The disulfide bond (DSB) forming system and in particular DsbA, is a key bacterial oxidative folding catalyst. Due to its role in promoting the correct assembly of a wide range of virulence factors required at different stages of the infection process, DsbA is a master virulence rheostat, making it an attractive target for the development of new virulence blockers. Although DSB systems have been extensively studied across different bacterial species, to date, little is known about how DsbA oxidoreductases are able to recognize and interact with such a wide range of substrates. This review summarizes the current knowledge on the DsbA enzymes, with special attention on their interaction with the partner oxidase DsbB and substrates associated with bacterial virulence. The structurally and functionally diverse set of bacterial proteins that rely on DsbA-mediated disulfide bond formation are summarized. Local sequence and secondary structure elements of these substrates are analyzed to identify common elements recognized by DsbA enzymes. This not only provides information on protein folding systems in bacteria but also offers tools for identifying new DsbA substrates and informs current efforts aimed at developing DsbA targeted anti-microbials.

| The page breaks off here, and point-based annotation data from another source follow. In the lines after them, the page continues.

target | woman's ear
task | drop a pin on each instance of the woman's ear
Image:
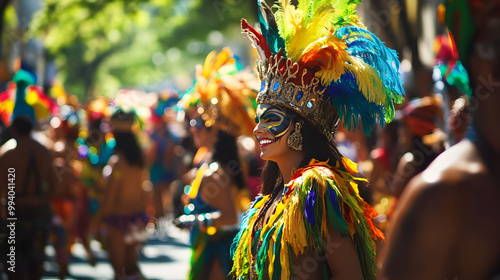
(295, 140)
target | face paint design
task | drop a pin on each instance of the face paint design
(273, 119)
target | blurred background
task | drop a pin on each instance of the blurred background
(89, 56)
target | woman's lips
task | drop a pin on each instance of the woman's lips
(265, 141)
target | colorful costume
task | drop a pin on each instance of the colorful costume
(208, 242)
(223, 100)
(318, 61)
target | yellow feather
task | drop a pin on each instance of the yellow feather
(284, 261)
(306, 34)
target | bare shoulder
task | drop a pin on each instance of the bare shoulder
(454, 169)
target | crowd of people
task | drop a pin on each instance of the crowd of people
(263, 174)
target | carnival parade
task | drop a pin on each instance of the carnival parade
(260, 139)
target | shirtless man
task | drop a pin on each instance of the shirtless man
(447, 226)
(35, 182)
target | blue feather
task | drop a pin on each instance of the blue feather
(365, 45)
(269, 29)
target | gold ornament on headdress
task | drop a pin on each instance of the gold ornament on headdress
(318, 60)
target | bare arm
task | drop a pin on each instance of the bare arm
(423, 232)
(405, 171)
(112, 189)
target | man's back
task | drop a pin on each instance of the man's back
(34, 173)
(447, 224)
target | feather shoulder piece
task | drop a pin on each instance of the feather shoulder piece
(318, 196)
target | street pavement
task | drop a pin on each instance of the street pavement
(165, 255)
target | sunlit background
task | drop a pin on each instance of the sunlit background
(97, 47)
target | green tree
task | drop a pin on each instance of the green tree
(100, 46)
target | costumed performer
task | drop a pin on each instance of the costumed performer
(123, 209)
(221, 109)
(318, 65)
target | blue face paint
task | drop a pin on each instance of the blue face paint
(273, 119)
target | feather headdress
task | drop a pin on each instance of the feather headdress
(24, 98)
(223, 94)
(319, 60)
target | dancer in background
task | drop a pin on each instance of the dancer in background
(27, 166)
(123, 205)
(446, 225)
(318, 65)
(220, 109)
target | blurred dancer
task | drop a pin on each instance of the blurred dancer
(35, 182)
(311, 222)
(222, 110)
(27, 166)
(422, 138)
(64, 130)
(123, 206)
(446, 225)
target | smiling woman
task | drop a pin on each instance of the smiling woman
(313, 76)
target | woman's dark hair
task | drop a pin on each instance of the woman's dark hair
(226, 153)
(315, 146)
(128, 146)
(22, 125)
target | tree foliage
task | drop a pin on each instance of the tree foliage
(100, 46)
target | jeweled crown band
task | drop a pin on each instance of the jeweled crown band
(306, 100)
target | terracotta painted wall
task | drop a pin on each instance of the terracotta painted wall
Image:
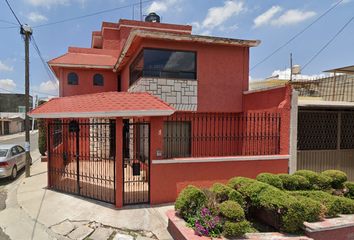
(166, 189)
(222, 73)
(85, 85)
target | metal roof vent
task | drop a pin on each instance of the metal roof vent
(152, 17)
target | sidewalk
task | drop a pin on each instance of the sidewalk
(33, 212)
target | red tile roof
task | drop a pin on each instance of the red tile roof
(84, 59)
(105, 104)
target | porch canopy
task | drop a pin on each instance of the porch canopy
(104, 104)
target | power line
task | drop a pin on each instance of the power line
(296, 36)
(49, 72)
(328, 42)
(13, 13)
(8, 22)
(92, 14)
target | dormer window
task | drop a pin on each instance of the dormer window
(98, 80)
(73, 79)
(164, 64)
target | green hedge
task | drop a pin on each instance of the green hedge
(189, 201)
(237, 182)
(337, 178)
(271, 179)
(278, 203)
(294, 182)
(224, 193)
(334, 205)
(236, 228)
(317, 181)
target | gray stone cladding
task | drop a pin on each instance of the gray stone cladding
(180, 94)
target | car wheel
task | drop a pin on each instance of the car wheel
(14, 173)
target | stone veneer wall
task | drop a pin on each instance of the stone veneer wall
(180, 94)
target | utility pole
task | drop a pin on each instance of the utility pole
(27, 32)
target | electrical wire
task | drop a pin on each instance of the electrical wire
(13, 13)
(92, 14)
(8, 22)
(49, 72)
(295, 36)
(328, 43)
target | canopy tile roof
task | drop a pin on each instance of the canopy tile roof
(84, 60)
(105, 104)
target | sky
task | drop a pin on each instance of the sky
(274, 22)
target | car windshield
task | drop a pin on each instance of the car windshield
(3, 152)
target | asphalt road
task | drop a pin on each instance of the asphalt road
(20, 140)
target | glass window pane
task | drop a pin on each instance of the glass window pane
(98, 80)
(73, 79)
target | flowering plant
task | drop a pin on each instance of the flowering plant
(205, 223)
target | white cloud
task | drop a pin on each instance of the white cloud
(229, 28)
(36, 17)
(266, 17)
(292, 17)
(218, 15)
(49, 86)
(168, 5)
(7, 84)
(3, 67)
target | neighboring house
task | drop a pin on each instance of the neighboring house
(325, 126)
(12, 112)
(151, 108)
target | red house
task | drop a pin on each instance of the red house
(151, 108)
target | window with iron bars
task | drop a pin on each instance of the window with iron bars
(221, 134)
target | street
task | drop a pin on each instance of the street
(20, 140)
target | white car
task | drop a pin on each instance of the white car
(12, 159)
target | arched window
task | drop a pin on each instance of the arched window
(98, 80)
(73, 79)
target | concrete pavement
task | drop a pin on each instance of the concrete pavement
(34, 212)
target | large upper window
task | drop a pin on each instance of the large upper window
(73, 79)
(98, 80)
(164, 64)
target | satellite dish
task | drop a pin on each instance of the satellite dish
(296, 69)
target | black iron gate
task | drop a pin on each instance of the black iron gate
(136, 155)
(81, 157)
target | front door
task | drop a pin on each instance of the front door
(136, 155)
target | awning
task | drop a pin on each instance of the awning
(105, 104)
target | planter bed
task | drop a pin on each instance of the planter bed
(178, 229)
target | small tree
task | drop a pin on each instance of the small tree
(42, 133)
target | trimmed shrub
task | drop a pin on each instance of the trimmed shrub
(251, 192)
(317, 181)
(189, 201)
(348, 190)
(232, 211)
(271, 179)
(288, 213)
(211, 203)
(238, 228)
(236, 197)
(224, 193)
(338, 178)
(314, 210)
(294, 182)
(221, 191)
(237, 182)
(332, 203)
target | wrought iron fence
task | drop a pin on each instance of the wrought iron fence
(221, 134)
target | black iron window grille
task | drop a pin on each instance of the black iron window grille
(221, 134)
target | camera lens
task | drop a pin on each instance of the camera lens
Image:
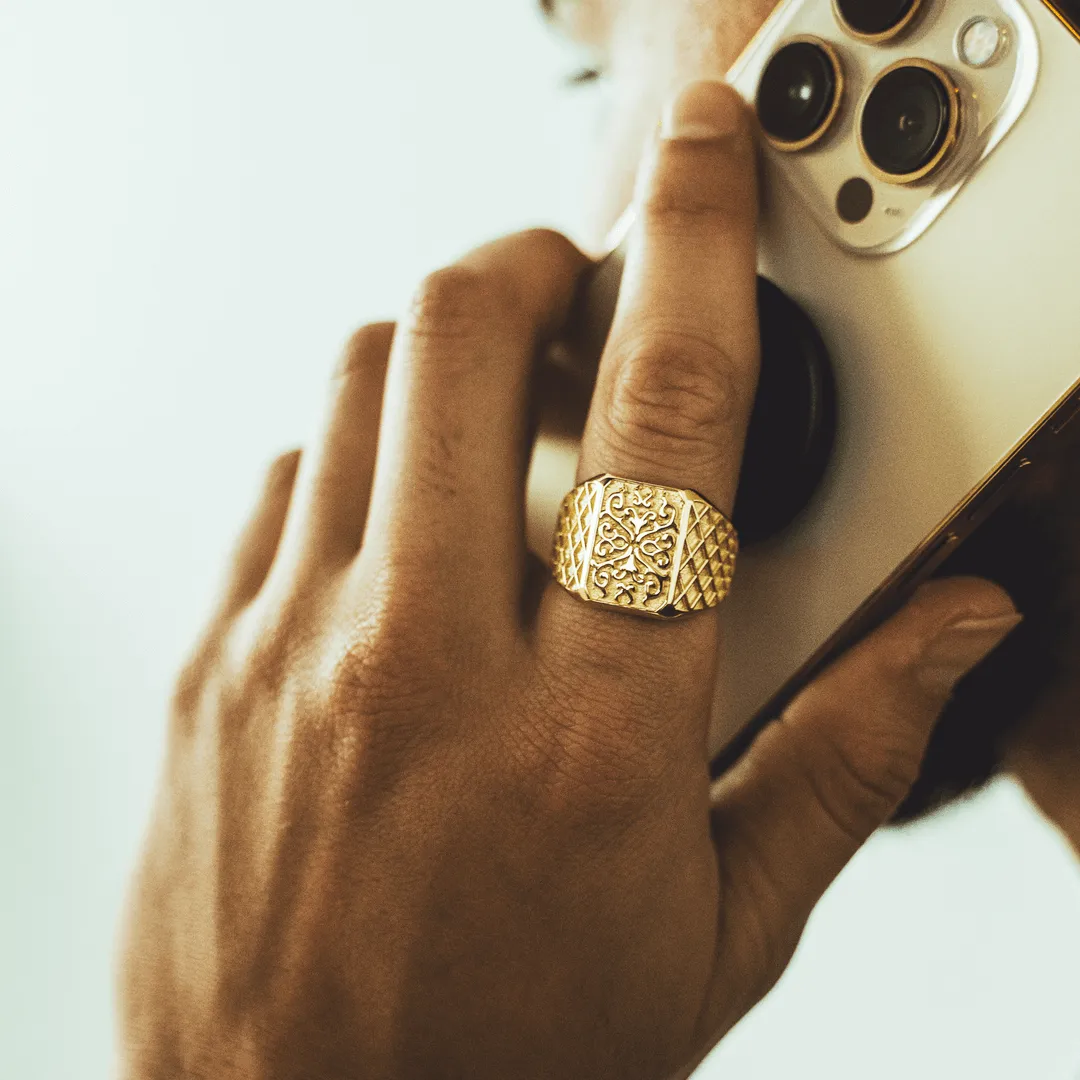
(799, 94)
(909, 121)
(875, 21)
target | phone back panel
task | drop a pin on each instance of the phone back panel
(946, 353)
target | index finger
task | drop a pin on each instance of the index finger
(677, 378)
(676, 382)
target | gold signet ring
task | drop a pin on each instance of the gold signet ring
(658, 551)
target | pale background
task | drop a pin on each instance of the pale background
(198, 202)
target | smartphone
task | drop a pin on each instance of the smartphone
(920, 169)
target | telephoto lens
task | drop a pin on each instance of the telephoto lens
(799, 94)
(875, 21)
(909, 121)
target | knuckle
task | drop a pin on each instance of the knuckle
(675, 392)
(683, 216)
(457, 301)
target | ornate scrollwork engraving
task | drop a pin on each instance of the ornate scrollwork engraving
(657, 550)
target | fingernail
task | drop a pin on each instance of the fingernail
(702, 111)
(959, 647)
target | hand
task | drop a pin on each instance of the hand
(415, 824)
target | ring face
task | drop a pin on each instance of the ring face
(658, 551)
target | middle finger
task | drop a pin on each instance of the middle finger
(447, 504)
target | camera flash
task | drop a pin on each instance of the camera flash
(980, 42)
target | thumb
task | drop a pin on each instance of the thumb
(820, 780)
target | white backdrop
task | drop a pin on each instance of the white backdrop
(198, 202)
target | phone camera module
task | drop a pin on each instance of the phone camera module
(876, 21)
(799, 94)
(909, 121)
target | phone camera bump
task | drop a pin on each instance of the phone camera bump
(909, 121)
(876, 21)
(799, 94)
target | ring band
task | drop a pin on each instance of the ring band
(658, 551)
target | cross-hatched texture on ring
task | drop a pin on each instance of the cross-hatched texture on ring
(570, 559)
(707, 565)
(644, 548)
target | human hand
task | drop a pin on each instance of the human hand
(419, 821)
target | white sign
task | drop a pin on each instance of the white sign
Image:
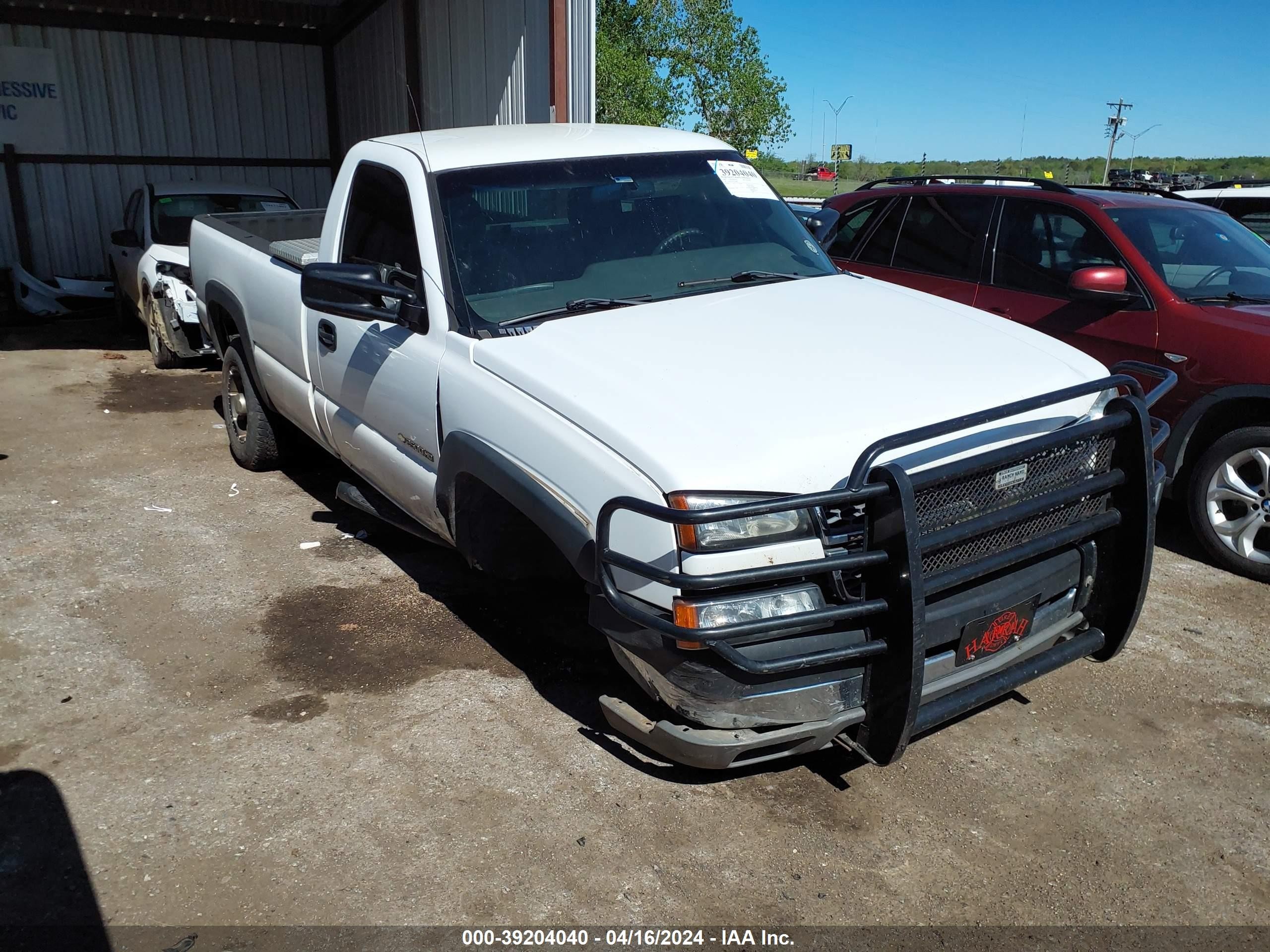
(32, 110)
(742, 179)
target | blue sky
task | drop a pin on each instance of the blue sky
(953, 80)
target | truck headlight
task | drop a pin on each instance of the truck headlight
(751, 607)
(737, 534)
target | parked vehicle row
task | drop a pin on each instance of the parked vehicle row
(1249, 203)
(150, 259)
(1121, 275)
(812, 508)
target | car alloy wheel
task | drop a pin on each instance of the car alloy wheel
(1239, 504)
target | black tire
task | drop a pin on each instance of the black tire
(1251, 512)
(252, 429)
(163, 357)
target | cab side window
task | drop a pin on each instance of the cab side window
(130, 211)
(943, 235)
(1040, 244)
(853, 225)
(379, 226)
(881, 245)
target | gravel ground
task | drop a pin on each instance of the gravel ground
(247, 731)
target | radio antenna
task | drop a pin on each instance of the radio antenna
(418, 121)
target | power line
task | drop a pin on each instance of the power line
(1113, 134)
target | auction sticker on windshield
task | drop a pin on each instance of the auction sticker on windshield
(742, 180)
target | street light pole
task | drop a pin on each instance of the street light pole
(835, 144)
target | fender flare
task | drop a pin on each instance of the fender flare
(219, 295)
(1175, 452)
(465, 454)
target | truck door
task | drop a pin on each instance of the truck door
(377, 381)
(127, 258)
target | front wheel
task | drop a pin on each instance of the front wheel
(163, 356)
(1230, 502)
(252, 429)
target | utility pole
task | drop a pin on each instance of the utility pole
(833, 145)
(1114, 123)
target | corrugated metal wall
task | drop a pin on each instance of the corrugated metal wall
(582, 60)
(486, 61)
(483, 62)
(370, 64)
(144, 94)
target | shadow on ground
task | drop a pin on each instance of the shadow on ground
(88, 330)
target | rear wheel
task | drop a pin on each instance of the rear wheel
(1230, 502)
(252, 429)
(164, 358)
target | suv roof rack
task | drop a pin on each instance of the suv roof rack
(1137, 188)
(1239, 183)
(1047, 184)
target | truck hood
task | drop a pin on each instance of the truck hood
(779, 388)
(173, 254)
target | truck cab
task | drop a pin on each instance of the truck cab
(808, 507)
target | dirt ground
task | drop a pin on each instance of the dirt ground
(251, 733)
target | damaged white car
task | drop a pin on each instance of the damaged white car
(150, 259)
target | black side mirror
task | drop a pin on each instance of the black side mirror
(357, 291)
(822, 224)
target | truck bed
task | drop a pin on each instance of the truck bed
(289, 237)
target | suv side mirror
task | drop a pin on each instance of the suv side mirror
(821, 225)
(1100, 284)
(357, 291)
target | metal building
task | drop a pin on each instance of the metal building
(268, 92)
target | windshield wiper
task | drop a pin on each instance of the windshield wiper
(578, 304)
(742, 277)
(1231, 298)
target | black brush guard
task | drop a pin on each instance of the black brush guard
(892, 560)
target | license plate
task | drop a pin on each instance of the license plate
(986, 636)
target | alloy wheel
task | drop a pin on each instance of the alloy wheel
(1239, 504)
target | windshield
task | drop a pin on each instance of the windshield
(1198, 253)
(529, 239)
(169, 221)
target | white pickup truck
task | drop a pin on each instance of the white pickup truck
(808, 507)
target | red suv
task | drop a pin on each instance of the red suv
(1123, 276)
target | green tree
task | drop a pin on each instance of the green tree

二硫键 (DSB) 形成系统，尤其是 DsbA，是关键的细菌氧化折叠催化剂。由于其在促进感染过程不同阶段所需的各种毒力因子的正确组装方面的作用，DsbA 是一种主要的毒力变阻器，使其成为开发新毒力阻滞剂的有吸引力的目标。尽管 DSB 系统已在不同的细菌物种中得到广泛研究，但迄今为止，人们对 DsbA 氧化还原酶如何能够识别如此广泛的底物并与之相互作用知之甚少。本综述总结了 DsbA 酶的当前知识，特别关注它们与伙伴氧化酶 DsbB 和与细菌毒力相关的底物的相互作用。总结了依赖 DsbA 介导的二硫键形成的结构和功能多样的细菌蛋白质组。分析这些底物的局部序列和二级结构元素以鉴定 DsbA 酶识别的常见元素。这不仅提供了有关细菌蛋白质折叠系统的信息，而且还提供了用于识别新 DsbA 底物的工具，并为目前旨在开发 DsbA 靶向抗微生物剂的努力提供信息。